10 April 2019. Published by Natalie Drew, Senior Associate

The Royal College of Surgeons (the “RCS”) has today called for independent healthcare providers to “improve standards in the independent sector and prevent the circumstances that enabled Paterson to continue practising from happening again.”

The position statement, released on 10 April 2019, makes various recommendations for the private sector, including imposing reporting requirements equivalent to those within the NHS; implementing robust practitioner appraisals; and ensuring the sharing of information between the NHS and private sector.

Mr Ian Paterson

For those not familiar with the case that has prompted this call, Mr Ian Paterson is a former breast surgeon who was convicted in 2017 of intentionally wounding patients by carrying out unnecessary operations. He was sentenced to 20 years in prison.

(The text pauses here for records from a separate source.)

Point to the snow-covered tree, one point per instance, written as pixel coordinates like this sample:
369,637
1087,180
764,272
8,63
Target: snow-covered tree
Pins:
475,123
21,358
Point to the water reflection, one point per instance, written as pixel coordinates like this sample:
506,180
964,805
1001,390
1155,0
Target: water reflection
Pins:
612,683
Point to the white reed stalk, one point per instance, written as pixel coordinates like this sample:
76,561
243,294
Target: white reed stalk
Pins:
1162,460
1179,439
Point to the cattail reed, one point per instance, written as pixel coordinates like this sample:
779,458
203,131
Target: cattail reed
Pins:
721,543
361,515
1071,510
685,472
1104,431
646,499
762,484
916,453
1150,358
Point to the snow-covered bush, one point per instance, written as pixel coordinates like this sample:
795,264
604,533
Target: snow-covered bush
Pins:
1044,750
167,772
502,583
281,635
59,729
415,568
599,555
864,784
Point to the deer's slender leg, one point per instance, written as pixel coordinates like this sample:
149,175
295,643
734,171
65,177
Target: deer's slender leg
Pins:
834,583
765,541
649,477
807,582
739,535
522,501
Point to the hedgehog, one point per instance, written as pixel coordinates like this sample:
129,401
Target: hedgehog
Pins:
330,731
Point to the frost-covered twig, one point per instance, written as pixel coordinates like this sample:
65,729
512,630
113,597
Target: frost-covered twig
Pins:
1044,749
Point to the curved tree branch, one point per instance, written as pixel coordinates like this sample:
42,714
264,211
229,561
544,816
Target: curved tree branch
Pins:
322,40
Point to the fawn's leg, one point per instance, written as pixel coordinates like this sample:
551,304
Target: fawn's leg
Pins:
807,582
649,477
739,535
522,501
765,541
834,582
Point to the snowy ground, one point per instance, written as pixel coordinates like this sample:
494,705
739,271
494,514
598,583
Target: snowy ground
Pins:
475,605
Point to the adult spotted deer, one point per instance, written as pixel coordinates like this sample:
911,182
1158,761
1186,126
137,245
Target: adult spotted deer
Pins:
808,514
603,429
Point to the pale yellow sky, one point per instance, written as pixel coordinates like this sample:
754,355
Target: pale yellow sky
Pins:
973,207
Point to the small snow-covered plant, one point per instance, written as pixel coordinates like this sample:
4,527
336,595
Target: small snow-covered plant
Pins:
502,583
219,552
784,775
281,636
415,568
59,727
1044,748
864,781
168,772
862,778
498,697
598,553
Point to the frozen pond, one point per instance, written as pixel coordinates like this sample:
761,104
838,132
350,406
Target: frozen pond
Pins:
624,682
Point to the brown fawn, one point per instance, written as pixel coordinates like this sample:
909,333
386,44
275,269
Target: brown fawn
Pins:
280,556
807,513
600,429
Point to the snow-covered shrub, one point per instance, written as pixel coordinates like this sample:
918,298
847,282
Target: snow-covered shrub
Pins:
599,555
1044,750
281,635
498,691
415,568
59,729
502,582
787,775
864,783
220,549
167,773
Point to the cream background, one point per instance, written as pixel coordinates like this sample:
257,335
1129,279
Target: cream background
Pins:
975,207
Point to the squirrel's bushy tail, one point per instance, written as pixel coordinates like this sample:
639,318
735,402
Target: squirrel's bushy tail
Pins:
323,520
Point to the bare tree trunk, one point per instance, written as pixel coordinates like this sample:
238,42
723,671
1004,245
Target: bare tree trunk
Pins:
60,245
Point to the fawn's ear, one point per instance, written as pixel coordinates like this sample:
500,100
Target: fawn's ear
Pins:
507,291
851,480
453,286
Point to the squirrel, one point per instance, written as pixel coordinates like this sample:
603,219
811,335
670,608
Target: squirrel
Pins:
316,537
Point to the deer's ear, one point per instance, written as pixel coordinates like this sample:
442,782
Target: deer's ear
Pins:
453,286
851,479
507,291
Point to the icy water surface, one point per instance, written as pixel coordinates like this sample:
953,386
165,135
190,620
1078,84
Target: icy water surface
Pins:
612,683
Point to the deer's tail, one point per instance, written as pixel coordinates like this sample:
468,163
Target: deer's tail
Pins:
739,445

As well as a criminal trial, the case generated large scale civil litigation; over 800 individuals brought claims against the NHS, Mr Paterson and the private hospital where he held practising privileges (for which we acted).

Following Mr Paterson’s conviction, the Government launched an independent inquiry (which is currently ongoing) to "review the circumstances surrounding [his] malpractice that have affected so many patients, as a case study, and consider other past and current practices". The Government's aim is to make recommendations to improve the safety and quality of care provided nationally to all patients, in both the independent sector and the NHS.

RCS Position Paper

The RCS is calling for the "entire healthcare sector" to "do everything it can to prevent someone like Ian Paterson from ever causing harm again”.

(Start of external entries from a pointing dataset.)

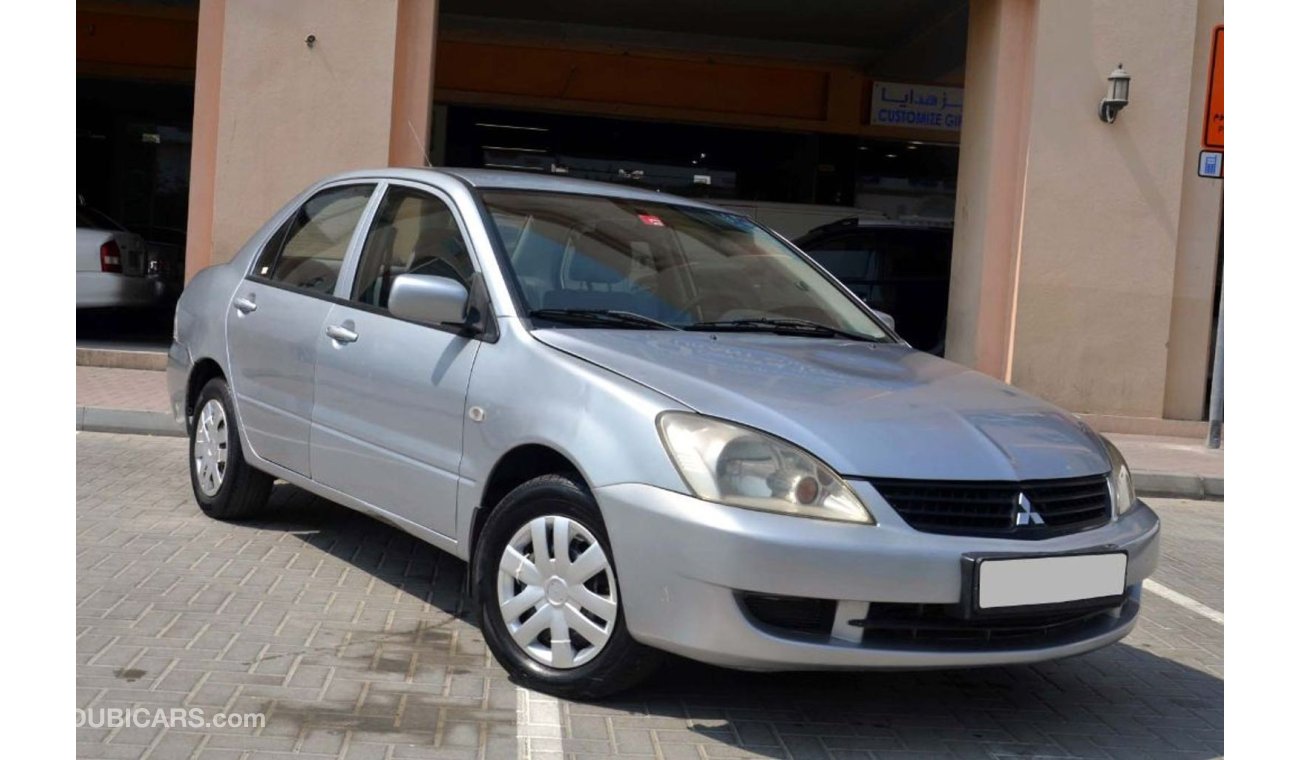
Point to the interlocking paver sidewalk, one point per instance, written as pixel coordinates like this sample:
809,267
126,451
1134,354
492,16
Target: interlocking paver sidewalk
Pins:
121,389
355,641
350,637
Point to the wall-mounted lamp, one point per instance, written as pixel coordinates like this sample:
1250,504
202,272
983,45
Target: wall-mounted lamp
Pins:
1117,95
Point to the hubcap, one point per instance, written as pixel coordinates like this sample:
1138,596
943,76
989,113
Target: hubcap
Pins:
557,591
211,441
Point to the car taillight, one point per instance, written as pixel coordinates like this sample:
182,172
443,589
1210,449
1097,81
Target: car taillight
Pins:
109,257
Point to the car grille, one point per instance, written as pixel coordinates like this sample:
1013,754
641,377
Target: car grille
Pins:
991,508
935,624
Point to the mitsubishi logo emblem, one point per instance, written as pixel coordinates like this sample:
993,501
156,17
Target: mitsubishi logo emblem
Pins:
1025,513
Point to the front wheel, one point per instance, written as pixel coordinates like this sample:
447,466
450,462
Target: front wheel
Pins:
549,596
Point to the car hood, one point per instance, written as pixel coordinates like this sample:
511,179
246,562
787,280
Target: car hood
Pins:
866,409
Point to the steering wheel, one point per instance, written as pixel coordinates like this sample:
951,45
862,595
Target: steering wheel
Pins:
719,303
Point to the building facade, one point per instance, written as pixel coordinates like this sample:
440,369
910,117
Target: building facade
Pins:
1086,255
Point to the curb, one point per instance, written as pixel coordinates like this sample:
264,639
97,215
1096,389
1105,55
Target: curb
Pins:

The position paper sets out a number of recommendations, including:

  • Equivalent reporting requirements for both the NHS and the private sector (which could be a condition for registration with the CQC);

     

  • Registration of all new surgical procedures and devices used in either sector, with related data collected in the appropriate national audits, before they are routinely offered to patients;

     

  • Streamlining robust clinical governance procedures across the independent sector to enable effective monitoring of consultants’ practising privileges, supported by a clearer remit for Medical Advisory Committees;

     

  • A review of the Appraisal process to encourage sharing of information regarding a Doctor’s performance between the public and private sector;

     

  • A review of multi-disciplinary team (MDT) working in the independent sector to ensure it includes arrangements for information sharing between the two sectors;

     

  • A national framework to ensure consistent standards of training. 

The Future

The recommendations are ambitious and potentially onerous, and Government and providers will need to consider each of them in detail to decide whether they can be implemented.  It will then, inevitably, take time for any such overarching recommendations to be implemented.  Whilst this suggests a great deal of uncertainty at the moment for private healthcare providers, one thing is clear: change is afoot. Over the coming months and years, we can expect to see more audits, more regulations and more obligations – all of which will impact on private healthcare providers, as well as their insurers.